News Round-Up 17/06/16

17 June 2016



Credits: JPaing, The Irrawaddy.

A military consultant writing for HIS Jane’s has highlighted the use of unmanned aerial drones by the Burma Army. The Chinese made drones have the capability of delivering surgical airstrikes, as well as undertaking surveillance roles. The drones have been deployed in Kachin and Shan states.

A screening of a film critical of Burma’s former military junta was cancelled this week. The film, “Twilight Over Burma: My Life as a Shan Princess”, directed by Austrian filmmaker Sabine Derflinger, tells the true story of Inge Sargent, an Austrian woman who married Sao Kya Seng, a prince – or saopha – of Myanmar’s Shan ethnic minority. Burma’s censorship board deemed the film capable of causing ‘disunity among national races’.


Amartya Sen has spoken out about India’s caste system stating, “I would say caste is anti-national because it divides the nation. We want to be national, not anti-national, for which it is important to eliminate all divisions”.
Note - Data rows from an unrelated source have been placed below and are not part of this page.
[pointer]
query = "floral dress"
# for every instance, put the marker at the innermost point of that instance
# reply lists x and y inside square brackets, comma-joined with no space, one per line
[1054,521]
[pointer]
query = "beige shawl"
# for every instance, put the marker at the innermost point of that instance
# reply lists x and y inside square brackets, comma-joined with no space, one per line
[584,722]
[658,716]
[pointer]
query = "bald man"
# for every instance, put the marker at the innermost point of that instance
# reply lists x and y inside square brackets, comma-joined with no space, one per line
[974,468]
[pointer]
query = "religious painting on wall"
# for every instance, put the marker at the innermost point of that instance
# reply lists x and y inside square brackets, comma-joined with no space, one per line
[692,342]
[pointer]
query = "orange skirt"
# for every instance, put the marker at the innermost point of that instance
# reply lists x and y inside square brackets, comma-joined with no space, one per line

According to the Times of India, men of upper caste electrocuted a 12-year-old ‘jaatav’ boy for merely plucking corn from their farm field in Agra.



Credits: Afolabi Sotunde/Reuters

The BBC has reported that, “Boko Haram have shot dead 18 women at a funeral in Nigeria’s northeast, rampaging through a village, setting houses on fire and shooting at random, witnesses and local government officials”.

According to the Premium Times, an operation carried out by troops of the Nigerian Army has resulted in the “arrest of two key Boko Haram’s commanders”

Bloomberg has reported that the Niger Delta Avengers threaten more violence stating that they will need, “a genuine attitude and conducive atmosphere” in order to, “commit to any proposed dialogue.”


Between April and May 2016, intruders broke into the offices of at least three groups in Kampala – the Forum for African Women Educationalists (FAWE), the Human Rights Awareness and Promotion Forum (HRAPF), and the Human Rights Network for Journalists-Uganda (HRNJ-Uganda). Human Rights Watch has highlighted the lack of investigation by Uganda’s police.



Credits: Alberto Gonzales Farran

According to The Washington Post, “The United Nations said Tuesday it has verified that 80,000 people have fled a conflict that began in January in Darfur’s Jebel Marra region”.

More than five million people in Sudan need urgent assistance after new displacements in Darfur and a surge of refugees arriving from South Sudan, a top European Commission official said Wednesday, reported the Daily Mail.

AllAfrica has reported that, “More than 20 families from the war-affected Sudanese state now reside in Kaya camp in Upper Nile.” Fleeing fighting in Kilgo in Sudan’s Blue Nile these refugees have now South Sudanese camp, “with more expected to arrive”.

South Sudan


Credits: Henry Wilkins/Al Jazeera

In South Sudan, Drought and economic collapse leave 20 percent of Northern Bahr el Ghazal’s population weeks away from famine.

It has been reported that, “There are roughly 16,000 child soldiers in South Sudan, according to the United Nations Mission in South Sudan and UNICEF”.